А слух у меня был ничего. Говорят, даже очень. С детства я пел песни церковные да и мирские пел.
Так вот стучу я на этом пианино, ноты себе покупаю в районе, самоучитель. Дед об этом деле знает, но ничего, помалкивает… Вообще после той истории его предупредили малость, так он затих. Да и старый он стал, утомился, рыбалить перестал, все сидит и подсчитывает, сколько ему надо на похороны, чтобы не краснеть перед людьми. Это мне чтобы не краснеть… Чудной он старик был, интересный.
Так насчет пианино он ничего, молчок. Но раз поиграл я на вечере — он принялся меня стыдить, срамить.
Я теперь уж не тот стал, что раньше, не такой покорный, я ему: «Если вы, дедушка, ко мне приставать будете, уйду я от вас. Откажусь я от вас на всю свою жизнь».
А он то угрозой, то жалостью. Плачет, уговаривает: «Не позорься, — говорит. — Греховным делом не занимайся, людям себя не показывай».
Ну и ушел я от него.
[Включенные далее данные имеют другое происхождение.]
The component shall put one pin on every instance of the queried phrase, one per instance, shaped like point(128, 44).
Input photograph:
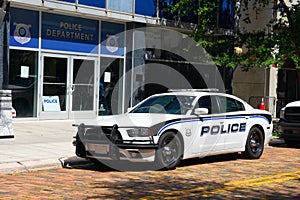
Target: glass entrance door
point(68, 87)
point(82, 88)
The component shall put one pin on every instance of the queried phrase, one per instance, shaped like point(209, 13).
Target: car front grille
point(102, 134)
point(292, 114)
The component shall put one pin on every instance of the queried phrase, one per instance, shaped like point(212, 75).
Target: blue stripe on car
point(208, 119)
И жалко мне его, и тошно с ним. Ушел я и занялся этой самой музыкой на полную катушку. Дни и ночи играю, с уроков сбег, сижу все время в красном уголке. Ну, учителя меня корят за математику, за русский язык, а за музыку говорят хорошо… Потом приехал какой-то учитель, музыкант, смотрел меня, потом ездил я на смотр — грамоту получил. Потом еще одну. Специалисты смотрели — говорят, способность есть, а школы нет… Самоучка. А где мне эту самую школу взять?
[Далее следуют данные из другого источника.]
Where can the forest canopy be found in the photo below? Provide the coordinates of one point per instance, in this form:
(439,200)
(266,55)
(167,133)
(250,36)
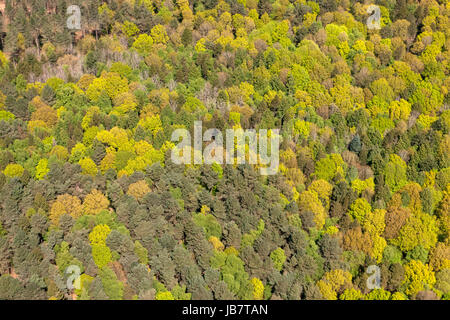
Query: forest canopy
(88,189)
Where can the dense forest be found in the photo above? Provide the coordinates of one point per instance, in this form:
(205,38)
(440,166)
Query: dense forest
(88,191)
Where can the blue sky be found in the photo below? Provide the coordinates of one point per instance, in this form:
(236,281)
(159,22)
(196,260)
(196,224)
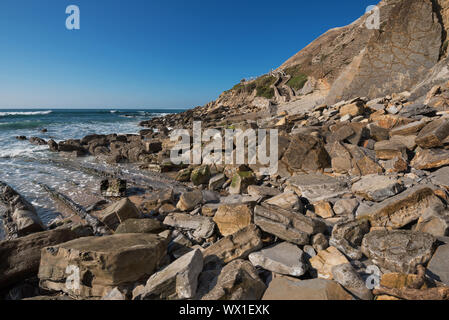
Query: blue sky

А играл я всласть. Часов по восемь в день. Уж и школу закроют, и пустота повсюду, и в клубе танцы кончаются, на станции в одиннадцать часов движок выключают, а я сижу играю. Ну и мечтаю: уеду отсюда в большой город, в консерваторию поступлю, ну и всякое такое… Честолюбие всякое, одним словом… Ладно. Так я и жил. А потом дедушка мой неуживчивый, Мефодий Мокеич, помер. Пришли тут его кумовья, поют, кричат, а на меня волками смотрят.
А один старик, с рожей такой черной, как зола, ко мне подходит и шипит мне на ухо: «Через музыку твою дед помер. Музыкой своей публичной и комсомолом деда ты опоганил и в могилу свел раньше, чем богом положено».